Через пять минут Тулуз-Лотрек — в закатанных по колено брюках и в длинном пальто, волочившемся по мостовой, — шагал впереди через площадь. Вознице они дали пять франков, чтобы присмотрел за «локо-амбуляторами», а также показали ему двустволку в холщовом чехле — ее они позаимствовали у дяди Анри. Пусть знает, чтó с ним будет, если вдруг решит сбежать на паровых ходулях. Тот, в свою очередь, взял с них два франка за гарантированно — ну, более-менее — полную карту подземелий Парижа.
Тулуз-Лотрек разворачивал ее на ходу, пока не добрался до седьмого подземного уровня. Тогда он посмотрел на Люсьена:
— Тут ровно те же улицы, что и сверху.
— Да, только меньше кафе, больше трупов и, конечно же, темно.
— О, ну тогда сделаем вид, что гуляем по Лондону.
На первой сотне ярдов Катакомб городские власти Парижа установили газовые светильники, а у входа — человека, взимавшего по двадцать пять сантимов за удовольствие созерцать городские кости.
— Жуткая это срань, вы в курсе? — осведомился у них привратник.
— А вы — привратник оссуария, — ответил Люсьен. — И вы в курсе, нет?
— Да, но я-то туда не спускаюсь.
— Сдачу мне дайте, — сказал булочник.
— Если увидите человека с ослом, передайте, что после заката я фонари погашу, так что выбираться ему придется самостоятельно. И сообщите мне, если он там занимается чем-то непотребным. А то все время туда ходит, торчит часами. Извращенец, не иначе.
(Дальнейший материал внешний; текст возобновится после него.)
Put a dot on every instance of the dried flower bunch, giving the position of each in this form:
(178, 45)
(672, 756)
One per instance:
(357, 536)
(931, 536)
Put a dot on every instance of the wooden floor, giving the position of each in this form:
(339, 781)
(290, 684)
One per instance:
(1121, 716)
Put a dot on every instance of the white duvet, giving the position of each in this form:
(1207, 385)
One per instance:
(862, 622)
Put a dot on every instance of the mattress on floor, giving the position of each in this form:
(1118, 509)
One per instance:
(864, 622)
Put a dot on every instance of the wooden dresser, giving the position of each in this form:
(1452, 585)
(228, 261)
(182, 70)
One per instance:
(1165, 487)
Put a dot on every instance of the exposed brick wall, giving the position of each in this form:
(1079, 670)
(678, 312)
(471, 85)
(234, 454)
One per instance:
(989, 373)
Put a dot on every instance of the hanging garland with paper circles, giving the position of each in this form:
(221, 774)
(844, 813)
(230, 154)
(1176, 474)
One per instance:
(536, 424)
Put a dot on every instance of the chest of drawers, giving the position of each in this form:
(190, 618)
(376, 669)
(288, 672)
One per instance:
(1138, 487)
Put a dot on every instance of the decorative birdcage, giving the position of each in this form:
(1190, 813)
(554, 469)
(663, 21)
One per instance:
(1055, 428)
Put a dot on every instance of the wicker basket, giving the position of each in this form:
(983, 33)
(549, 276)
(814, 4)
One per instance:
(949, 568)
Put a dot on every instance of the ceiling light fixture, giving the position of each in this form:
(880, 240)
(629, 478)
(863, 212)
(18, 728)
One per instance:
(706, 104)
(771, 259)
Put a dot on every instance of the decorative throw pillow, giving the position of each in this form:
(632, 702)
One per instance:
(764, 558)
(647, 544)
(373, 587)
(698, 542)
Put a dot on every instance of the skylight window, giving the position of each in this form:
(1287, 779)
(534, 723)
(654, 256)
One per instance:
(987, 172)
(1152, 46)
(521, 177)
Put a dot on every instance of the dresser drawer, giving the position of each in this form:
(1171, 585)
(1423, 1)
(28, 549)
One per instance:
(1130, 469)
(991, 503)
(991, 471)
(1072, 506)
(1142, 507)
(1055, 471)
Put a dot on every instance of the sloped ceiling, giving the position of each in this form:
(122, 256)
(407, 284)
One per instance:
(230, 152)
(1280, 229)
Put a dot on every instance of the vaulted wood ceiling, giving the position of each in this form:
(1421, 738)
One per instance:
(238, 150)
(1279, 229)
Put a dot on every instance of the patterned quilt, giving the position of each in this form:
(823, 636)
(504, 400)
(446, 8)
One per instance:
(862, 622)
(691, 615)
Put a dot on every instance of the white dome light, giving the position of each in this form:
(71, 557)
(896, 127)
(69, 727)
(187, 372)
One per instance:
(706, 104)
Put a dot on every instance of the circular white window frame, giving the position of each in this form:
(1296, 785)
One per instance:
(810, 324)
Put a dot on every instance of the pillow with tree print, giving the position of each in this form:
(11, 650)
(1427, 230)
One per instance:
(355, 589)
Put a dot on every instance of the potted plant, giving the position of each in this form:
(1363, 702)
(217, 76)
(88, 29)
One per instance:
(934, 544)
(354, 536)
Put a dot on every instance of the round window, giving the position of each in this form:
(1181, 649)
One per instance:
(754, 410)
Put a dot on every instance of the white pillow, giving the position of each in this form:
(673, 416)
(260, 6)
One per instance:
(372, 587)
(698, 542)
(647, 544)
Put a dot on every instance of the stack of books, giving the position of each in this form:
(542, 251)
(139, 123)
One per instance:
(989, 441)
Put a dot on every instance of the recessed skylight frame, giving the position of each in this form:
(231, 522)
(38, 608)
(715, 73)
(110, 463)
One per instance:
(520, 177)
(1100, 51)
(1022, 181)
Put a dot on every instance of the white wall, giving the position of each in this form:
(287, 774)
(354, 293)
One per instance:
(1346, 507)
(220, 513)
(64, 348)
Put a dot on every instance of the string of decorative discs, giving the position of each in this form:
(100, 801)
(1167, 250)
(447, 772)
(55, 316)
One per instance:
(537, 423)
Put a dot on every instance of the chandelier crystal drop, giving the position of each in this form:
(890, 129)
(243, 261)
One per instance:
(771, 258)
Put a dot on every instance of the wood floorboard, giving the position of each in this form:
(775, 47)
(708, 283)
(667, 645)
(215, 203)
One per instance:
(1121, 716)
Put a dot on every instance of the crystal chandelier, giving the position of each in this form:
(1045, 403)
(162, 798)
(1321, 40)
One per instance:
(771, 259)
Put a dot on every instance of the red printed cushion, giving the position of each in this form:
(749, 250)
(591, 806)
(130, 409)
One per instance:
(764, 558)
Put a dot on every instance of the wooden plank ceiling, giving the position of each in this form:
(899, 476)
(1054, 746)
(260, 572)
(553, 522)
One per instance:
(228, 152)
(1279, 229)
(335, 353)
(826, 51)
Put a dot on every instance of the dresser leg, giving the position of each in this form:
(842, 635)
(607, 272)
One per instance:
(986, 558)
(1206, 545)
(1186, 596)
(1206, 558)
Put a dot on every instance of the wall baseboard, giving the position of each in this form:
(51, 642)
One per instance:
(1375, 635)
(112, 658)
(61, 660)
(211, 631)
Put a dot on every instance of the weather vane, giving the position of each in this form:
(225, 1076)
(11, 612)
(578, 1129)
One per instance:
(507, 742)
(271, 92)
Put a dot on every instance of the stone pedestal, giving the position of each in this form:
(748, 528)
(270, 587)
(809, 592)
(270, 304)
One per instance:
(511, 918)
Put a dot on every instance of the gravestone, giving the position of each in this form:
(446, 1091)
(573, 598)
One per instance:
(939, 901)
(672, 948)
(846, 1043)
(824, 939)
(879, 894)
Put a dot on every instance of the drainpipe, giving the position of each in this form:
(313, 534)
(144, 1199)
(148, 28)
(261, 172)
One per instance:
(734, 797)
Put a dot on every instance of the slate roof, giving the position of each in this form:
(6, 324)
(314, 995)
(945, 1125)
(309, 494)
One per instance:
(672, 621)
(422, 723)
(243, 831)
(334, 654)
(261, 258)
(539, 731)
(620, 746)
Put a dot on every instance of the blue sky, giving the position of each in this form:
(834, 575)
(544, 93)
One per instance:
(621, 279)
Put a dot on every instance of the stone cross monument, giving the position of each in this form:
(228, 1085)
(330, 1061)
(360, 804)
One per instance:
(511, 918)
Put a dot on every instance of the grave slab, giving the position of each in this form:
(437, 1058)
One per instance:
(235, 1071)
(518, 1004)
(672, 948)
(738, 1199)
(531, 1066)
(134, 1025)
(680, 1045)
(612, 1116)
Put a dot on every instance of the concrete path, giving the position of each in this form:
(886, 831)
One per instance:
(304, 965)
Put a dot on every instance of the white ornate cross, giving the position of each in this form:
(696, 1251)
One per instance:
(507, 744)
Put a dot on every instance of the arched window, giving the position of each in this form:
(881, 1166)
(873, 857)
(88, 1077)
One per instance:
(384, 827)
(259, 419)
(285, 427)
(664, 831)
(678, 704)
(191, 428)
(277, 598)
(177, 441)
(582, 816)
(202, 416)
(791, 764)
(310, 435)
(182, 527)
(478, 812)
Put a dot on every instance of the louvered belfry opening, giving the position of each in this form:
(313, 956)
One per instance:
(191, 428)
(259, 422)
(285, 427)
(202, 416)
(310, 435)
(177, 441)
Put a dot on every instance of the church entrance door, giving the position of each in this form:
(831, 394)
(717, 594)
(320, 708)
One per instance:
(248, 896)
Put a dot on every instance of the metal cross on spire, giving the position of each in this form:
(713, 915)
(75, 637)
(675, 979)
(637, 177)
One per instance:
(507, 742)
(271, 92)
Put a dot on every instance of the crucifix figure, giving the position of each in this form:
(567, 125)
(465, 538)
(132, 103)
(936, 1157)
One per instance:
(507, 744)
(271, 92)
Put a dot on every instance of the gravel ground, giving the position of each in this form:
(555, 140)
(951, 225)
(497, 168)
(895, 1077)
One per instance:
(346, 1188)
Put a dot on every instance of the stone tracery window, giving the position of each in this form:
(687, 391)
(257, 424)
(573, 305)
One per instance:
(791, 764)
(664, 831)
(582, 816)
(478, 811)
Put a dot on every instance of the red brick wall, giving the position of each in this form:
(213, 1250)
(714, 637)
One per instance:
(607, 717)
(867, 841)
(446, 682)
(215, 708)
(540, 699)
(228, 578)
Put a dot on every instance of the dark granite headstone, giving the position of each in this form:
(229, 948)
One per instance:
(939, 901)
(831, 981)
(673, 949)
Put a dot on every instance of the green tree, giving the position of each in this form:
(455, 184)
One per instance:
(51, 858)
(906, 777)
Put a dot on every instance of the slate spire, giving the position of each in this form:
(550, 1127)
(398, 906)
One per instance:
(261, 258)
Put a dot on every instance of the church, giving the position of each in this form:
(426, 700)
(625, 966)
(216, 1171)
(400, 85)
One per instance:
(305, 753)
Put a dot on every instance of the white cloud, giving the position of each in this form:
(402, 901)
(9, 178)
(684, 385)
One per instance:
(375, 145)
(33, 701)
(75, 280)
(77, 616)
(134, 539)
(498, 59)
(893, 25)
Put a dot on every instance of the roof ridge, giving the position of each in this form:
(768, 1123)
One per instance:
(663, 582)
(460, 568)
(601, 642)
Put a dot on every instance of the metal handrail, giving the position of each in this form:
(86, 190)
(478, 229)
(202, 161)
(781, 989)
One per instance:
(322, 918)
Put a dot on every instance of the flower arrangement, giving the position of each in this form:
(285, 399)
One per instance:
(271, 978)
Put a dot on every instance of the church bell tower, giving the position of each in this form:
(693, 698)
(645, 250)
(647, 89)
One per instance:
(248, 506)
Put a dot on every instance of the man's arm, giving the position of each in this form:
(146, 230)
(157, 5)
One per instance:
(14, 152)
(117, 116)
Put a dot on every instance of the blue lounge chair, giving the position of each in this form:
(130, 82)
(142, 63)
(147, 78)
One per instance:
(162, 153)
— А вы в курсе, что берете деньги с людей, которым хочется поглядеть на человеческие останки, нет? — опять поинтересовался Люсьен.
— Вы идете или препираться тут будете?
По мраморным ступеням они спустились в тоннели, выложенные штабелями больших берцовых, малоберцовых, бедренных, локтевых и лучевых костей, а также черепов. Дойдя до железных ворот с табличкой «Дальше посетителям хода нет», Люсьен присел и зажег сигнальный фонарь.
— Мы идем туда? — спросил Анри, вглядываясь в бесконечную тьму за решеткой.
— Да, — ответил Люсьен.
Анри поднес карту возницы к последнему газовому светильнику.
— Да тут некоторые залы просто громадны, — сказал он. — Красовщик же наверняка заметит свет. А если знает, что за ним следят, ни за что не приведет нас к картинам.
— Поэтому фонарь у нас сигнальный. Мы его прикроем так, чтобы видеть только то, что у нас под ногами, чтоб не споткнуться. Направляй его вниз и все. — Люсьен поднес к фитилю спичку, а когда пламя разгорелось, прикрутил его так, чтоб оно было едва заметно.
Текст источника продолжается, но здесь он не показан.